[R-G] [BillTottenWeblog] How Britain wages war
Bill Totten
shimogamo at attglobal.net
Mon Jul 14 09:01:49 MDT 2008
The military has created a wall of silence around its frequent resort to
barbaric practices, including torture, and goes out of its way to avoid
legal scrutiny
by John Pilger
New Statesman (July 10 2008)
Five photographs together break a silence.
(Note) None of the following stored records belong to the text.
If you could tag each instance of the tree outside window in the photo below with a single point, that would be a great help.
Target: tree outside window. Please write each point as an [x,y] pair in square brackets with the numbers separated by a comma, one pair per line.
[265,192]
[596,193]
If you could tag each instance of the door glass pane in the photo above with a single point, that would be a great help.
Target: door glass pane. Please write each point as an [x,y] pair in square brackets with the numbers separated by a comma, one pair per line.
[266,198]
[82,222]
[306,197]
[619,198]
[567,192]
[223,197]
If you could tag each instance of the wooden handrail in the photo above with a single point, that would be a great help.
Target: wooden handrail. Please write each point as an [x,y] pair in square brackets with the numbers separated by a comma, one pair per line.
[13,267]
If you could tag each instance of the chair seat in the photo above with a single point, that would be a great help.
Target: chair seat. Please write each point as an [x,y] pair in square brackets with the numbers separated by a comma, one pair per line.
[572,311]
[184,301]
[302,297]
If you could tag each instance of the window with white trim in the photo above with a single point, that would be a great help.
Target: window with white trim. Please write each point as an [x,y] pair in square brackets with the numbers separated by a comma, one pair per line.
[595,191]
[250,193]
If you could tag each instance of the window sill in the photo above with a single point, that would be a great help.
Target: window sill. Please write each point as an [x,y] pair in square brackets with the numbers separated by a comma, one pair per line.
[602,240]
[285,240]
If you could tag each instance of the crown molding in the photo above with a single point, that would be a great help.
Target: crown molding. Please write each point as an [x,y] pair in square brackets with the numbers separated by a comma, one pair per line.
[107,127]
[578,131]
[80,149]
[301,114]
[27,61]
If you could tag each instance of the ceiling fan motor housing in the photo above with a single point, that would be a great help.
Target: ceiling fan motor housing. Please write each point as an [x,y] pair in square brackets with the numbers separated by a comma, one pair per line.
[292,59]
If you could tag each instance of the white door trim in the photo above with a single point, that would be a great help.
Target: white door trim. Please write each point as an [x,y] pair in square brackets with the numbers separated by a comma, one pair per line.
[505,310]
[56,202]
The first is of a former
Gurkha regimental sergeant major, Tul Bahadur Pun, aged 87. He sits in a
wheelchair outside 10 Downing Street. He holds a board full of medals,
including the Victoria Cross, the highest award for bravery, which he
won serving in the British army.
He has been refused entry to Britain and treatment for a serious heart
ailment by the National Health Service: outrages rescinded only after a
public campaign. On 25 June, he came to Downing Street to hand his
Victoria Cross back to the Prime Minister, but Gordon Brown refused to
see him.
The second photograph is of a twelve-year-old boy, one of three
children. They are Kuchis, nomads of Afghanistan. They have been hit by
Nato bombs, American or British, and nurses are trying to peel away
their roasted skin with tweezers. On the night of 10 June, Nato planes
struck again, killing at least thirty civilians in a single village:
children, women, schoolteachers, students. On 4 July, another 22
civilians died like this. All, including the roasted children, are
described as "militants" or "suspected Taliban". The Defence Secretary,
Des Browne, says the invasion of Afghanistan is "the noble cause of the
21st century".
The third photograph is of a computer-generated aircraft carrier not yet
built, one of two of the biggest ships ever ordered for the Royal Navy.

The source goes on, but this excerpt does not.